Bridging the gap between theoretical knowledge and practical skills, the training component is particularly valuable for neuroscience students, neurosurgical residents, and early-career researchers, who can gain experience with real-world data. By making high-quality data and training tools accessible to a broad audience, we hope to foster a collaborative environment that promotes excellence in electrode localization.
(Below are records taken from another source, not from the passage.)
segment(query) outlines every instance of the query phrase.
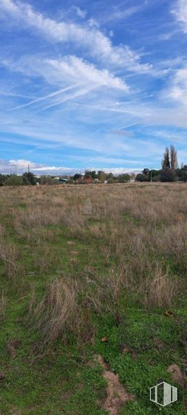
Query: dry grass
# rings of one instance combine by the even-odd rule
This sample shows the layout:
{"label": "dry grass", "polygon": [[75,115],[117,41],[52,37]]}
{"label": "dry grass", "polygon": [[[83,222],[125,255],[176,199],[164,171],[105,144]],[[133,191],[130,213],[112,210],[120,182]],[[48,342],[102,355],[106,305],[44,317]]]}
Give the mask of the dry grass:
{"label": "dry grass", "polygon": [[92,338],[94,328],[90,325],[89,307],[79,298],[80,292],[76,281],[62,278],[47,286],[38,305],[33,297],[31,299],[30,312],[45,341],[54,341],[59,336],[65,338],[71,333],[76,335],[78,344]]}
{"label": "dry grass", "polygon": [[[60,248],[51,249],[60,227],[69,239],[87,247],[90,269],[98,258],[99,271],[96,266],[81,275],[79,254],[71,263],[73,278],[56,279],[54,272],[40,303],[37,297],[33,301],[38,326],[49,340],[67,329],[79,339],[90,337],[91,311],[119,315],[127,294],[139,297],[146,307],[165,308],[186,289],[185,183],[4,188],[0,193],[1,238],[6,239],[10,214],[19,241],[32,247],[38,274],[58,269]],[[10,241],[1,243],[0,259],[9,279],[17,275],[21,249]]]}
Data and Code Availability Statement

Lead-DBS is an open-source platform available for download on GitHub. We also provide additional open-access resources for learning how to use the tool: documentation of the Lead-DBS pipeline and troubleshooting, walkthrough videos showing the individual steps, and a Slack user channel for additional questions (https://communityinviter.com/apps/leadsuite/user-channel). The Lead-Tutor dataset can be found here: OSF.

Acknowledgements

A.H. was supported by the German Research Foundation (Deutsche Forschungsgemeinschaft, 424778381 – TRR 295), Deutsches Zentrum für Luft- und Raumfahrt (DynaSti grant within the EU Joint Programme Neurodegenerative Disease Research, JPND), the National Institutes of Health (R01MH130666, 1R01NS127892-01, 2R01 MH113929 & UM1NS132358) as well as the New Venture Fund (FFOR Seed Grant). A. S. and P. Z were supported by a scholarship from the Einstein Center for Neurosciences Berlin. B.H.B and L.L.G gratefully acknowledge support by the Prof. Dr. Klaus Thiemann Foundation (Parkinson Fellowship 2022 and 2023).

Conflicts of Interest

A.H. reports lecture fees for Boston Scientific and is a consultant for FxNeuromodulation and Abbott. All other authors report no conflicts of interest.